Os nossos círculos dirigentes devem alargar a sua perspectiva política para incluir genuinamente os movimentos políticos e de direitos periféricos, incluindo os do Baluchistão, KP e Sindh, no discurso nacional.
Muitos dos movimentos pelos direitos parecem dispostos a negociar e trabalhar dentro do quadro político existente, se forem respeitosamente abordados por um governo que tenha intenções genuínas. Um diálogo sério e inclusivo poderia abrir caminho para reformas significativas e reduzir o descontentamento. O compromisso da elite dominante com esta abordagem assinalaria uma mudança de gestos superficiais para um modelo de governação mais sustentável e participativo.

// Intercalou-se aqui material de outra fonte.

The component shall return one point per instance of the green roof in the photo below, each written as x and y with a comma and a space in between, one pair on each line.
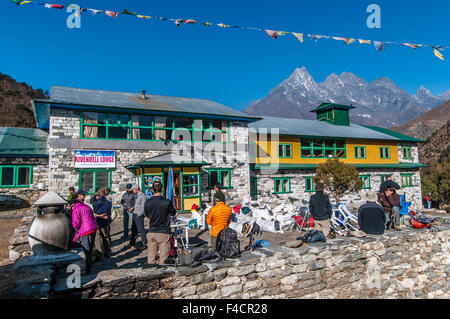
326, 106
400, 136
314, 166
15, 141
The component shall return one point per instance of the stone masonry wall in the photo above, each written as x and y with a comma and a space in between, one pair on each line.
399, 264
298, 187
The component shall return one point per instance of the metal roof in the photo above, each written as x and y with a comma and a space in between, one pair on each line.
314, 128
99, 98
23, 141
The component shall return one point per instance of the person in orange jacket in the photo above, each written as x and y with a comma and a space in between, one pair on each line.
219, 217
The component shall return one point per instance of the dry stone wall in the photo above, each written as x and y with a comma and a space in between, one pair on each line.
399, 264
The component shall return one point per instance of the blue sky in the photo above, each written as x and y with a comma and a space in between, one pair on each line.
231, 66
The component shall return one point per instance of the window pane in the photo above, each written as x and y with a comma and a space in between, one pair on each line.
118, 132
190, 179
225, 181
87, 181
102, 179
7, 176
142, 134
306, 142
23, 176
306, 152
214, 178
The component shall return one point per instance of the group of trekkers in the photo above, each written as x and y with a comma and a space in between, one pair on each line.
92, 223
380, 212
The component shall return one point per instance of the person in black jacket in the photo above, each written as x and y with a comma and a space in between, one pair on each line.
371, 216
320, 209
159, 209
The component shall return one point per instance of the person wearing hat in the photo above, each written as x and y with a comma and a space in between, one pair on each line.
85, 226
371, 216
219, 217
320, 208
127, 201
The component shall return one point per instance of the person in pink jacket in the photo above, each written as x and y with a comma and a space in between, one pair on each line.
83, 221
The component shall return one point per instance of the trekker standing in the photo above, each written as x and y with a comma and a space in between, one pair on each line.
127, 202
320, 209
102, 211
72, 194
219, 217
390, 201
428, 199
371, 216
137, 227
159, 209
84, 223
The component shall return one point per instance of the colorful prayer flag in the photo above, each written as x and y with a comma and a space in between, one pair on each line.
112, 14
272, 33
361, 41
438, 54
299, 36
379, 45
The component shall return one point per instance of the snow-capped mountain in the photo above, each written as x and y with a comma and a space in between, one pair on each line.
380, 102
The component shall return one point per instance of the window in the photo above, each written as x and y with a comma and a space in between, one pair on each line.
282, 185
16, 176
220, 176
284, 150
360, 152
309, 184
406, 180
385, 152
90, 180
406, 151
322, 148
99, 125
366, 181
191, 185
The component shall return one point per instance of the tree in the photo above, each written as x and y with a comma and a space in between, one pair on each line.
338, 178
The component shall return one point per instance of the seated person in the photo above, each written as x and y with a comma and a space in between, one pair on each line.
390, 201
371, 216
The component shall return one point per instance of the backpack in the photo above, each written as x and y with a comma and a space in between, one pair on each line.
228, 245
312, 236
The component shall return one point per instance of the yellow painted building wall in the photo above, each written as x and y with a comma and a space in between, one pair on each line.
267, 152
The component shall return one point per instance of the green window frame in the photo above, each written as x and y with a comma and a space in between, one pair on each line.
285, 150
220, 175
309, 184
407, 180
93, 124
407, 152
94, 174
385, 152
191, 187
383, 178
16, 176
366, 181
282, 185
360, 152
322, 148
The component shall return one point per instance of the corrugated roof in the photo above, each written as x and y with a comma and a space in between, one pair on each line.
300, 127
23, 141
133, 101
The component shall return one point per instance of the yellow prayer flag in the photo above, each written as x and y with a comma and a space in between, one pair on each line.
438, 54
299, 36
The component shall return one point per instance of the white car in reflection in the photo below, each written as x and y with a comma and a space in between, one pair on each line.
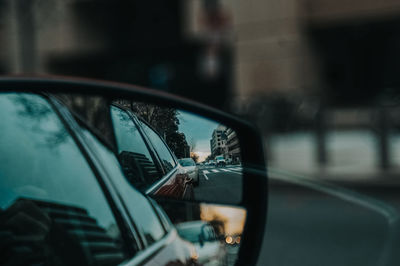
191, 169
210, 250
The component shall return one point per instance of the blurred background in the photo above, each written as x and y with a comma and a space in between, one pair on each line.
318, 77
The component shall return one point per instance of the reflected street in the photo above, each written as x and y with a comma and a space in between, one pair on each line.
219, 184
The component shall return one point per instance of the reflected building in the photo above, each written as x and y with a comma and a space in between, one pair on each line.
218, 141
232, 145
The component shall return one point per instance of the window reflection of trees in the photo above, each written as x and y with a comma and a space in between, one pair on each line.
38, 117
45, 233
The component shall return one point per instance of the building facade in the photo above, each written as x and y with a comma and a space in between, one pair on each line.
218, 141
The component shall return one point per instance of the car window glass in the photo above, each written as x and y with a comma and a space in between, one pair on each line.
162, 150
135, 158
52, 209
139, 207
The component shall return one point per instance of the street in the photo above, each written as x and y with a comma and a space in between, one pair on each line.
219, 184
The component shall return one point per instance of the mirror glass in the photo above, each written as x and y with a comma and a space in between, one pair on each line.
168, 152
163, 152
57, 153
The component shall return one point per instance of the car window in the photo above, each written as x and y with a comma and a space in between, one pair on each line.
138, 205
52, 208
161, 148
134, 156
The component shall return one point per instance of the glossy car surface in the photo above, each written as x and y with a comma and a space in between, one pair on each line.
146, 159
64, 199
191, 169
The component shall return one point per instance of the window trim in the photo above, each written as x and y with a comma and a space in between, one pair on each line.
147, 254
155, 150
128, 231
153, 188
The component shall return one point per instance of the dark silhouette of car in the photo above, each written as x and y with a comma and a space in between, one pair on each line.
147, 159
64, 199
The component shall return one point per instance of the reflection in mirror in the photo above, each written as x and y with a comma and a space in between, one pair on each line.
173, 153
214, 230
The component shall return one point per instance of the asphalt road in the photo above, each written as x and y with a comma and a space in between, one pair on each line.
219, 184
307, 226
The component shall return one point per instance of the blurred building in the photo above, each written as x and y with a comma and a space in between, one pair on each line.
343, 50
218, 141
139, 42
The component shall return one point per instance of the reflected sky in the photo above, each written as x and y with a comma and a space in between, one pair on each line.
198, 129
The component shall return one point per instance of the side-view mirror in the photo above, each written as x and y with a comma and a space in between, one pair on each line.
168, 148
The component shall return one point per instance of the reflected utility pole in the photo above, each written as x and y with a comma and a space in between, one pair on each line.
320, 130
383, 138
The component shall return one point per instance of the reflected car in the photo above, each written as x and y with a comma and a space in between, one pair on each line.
191, 169
146, 159
210, 249
64, 199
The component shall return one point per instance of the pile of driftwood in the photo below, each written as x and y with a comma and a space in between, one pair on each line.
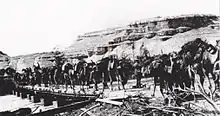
180, 104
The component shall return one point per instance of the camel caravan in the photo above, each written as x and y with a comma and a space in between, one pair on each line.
169, 71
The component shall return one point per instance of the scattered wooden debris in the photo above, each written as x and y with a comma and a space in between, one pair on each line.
88, 110
110, 102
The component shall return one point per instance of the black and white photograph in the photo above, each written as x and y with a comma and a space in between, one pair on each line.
109, 57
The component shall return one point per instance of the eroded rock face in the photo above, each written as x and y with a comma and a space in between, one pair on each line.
158, 35
4, 60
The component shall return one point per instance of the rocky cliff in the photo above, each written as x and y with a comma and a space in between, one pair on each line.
160, 34
4, 60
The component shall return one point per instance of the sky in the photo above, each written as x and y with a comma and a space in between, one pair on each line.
30, 26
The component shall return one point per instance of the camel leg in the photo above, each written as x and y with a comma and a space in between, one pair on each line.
155, 84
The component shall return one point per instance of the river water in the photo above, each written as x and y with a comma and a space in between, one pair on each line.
12, 103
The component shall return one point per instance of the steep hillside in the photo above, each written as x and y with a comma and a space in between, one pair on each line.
4, 60
158, 35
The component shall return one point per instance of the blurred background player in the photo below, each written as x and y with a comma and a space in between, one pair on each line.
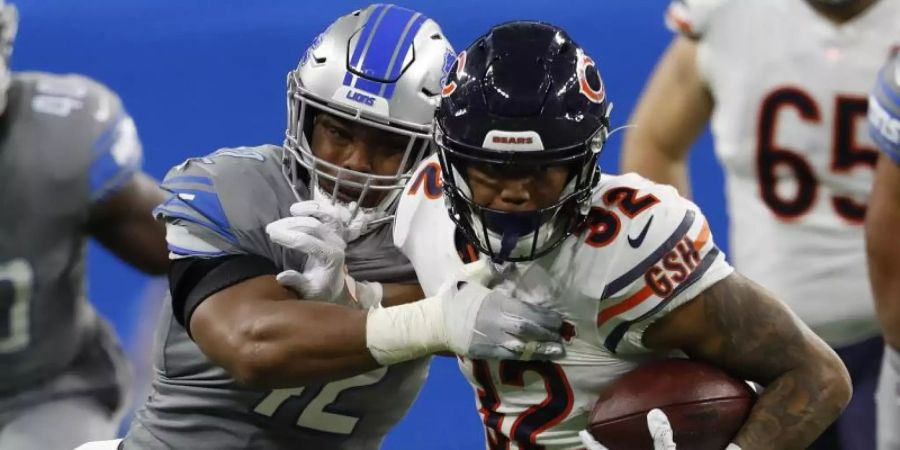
630, 264
784, 86
70, 167
241, 361
883, 245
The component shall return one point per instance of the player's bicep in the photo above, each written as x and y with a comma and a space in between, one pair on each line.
123, 222
221, 322
739, 326
195, 280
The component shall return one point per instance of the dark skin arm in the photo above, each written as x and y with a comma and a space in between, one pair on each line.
124, 224
673, 110
739, 327
883, 247
265, 337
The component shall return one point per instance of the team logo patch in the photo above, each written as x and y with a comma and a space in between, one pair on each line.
455, 72
587, 69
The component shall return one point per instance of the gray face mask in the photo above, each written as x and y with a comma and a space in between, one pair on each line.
9, 24
390, 84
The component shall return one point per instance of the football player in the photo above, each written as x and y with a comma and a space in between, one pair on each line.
882, 223
261, 347
784, 86
70, 168
630, 264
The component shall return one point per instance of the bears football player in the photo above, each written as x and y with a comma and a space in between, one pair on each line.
882, 223
515, 194
70, 169
783, 84
246, 359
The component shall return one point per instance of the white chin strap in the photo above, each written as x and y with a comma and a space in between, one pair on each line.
525, 242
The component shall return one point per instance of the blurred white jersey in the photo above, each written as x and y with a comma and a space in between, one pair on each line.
790, 90
644, 251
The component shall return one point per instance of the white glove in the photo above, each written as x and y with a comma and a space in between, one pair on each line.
320, 230
657, 424
468, 319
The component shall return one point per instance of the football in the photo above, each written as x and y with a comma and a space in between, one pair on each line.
705, 406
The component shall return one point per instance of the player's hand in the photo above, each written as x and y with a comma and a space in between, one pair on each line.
340, 218
323, 273
657, 424
321, 230
491, 323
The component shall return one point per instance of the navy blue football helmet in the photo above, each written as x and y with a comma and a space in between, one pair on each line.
524, 94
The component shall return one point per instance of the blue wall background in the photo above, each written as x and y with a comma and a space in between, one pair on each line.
200, 74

Dada a afirmação dos nossos governantes de que o Paquistão está agora no caminho da estabilidade e do crescimento económico, não deve haver hesitação por parte do governo em envolver vozes dissidentes do Baluchistão e do KP. Infelizmente, a nossa história testemunha o facto de que sempre que o Paquistão parece estabilizar, a arrogância das elites no poder tende a aumentar. Isto empurra o país de volta para uma ladeira escorregadia. O crescimento económico pós-11 de Setembro, por exemplo, acabou por dissipar-se devido às desventuras do Gen Musharraf no Baluchistão e à criação de uma crise judicial. Os círculos de poder devem repensar a sua abordagem.
O escritor é um analista de segurança.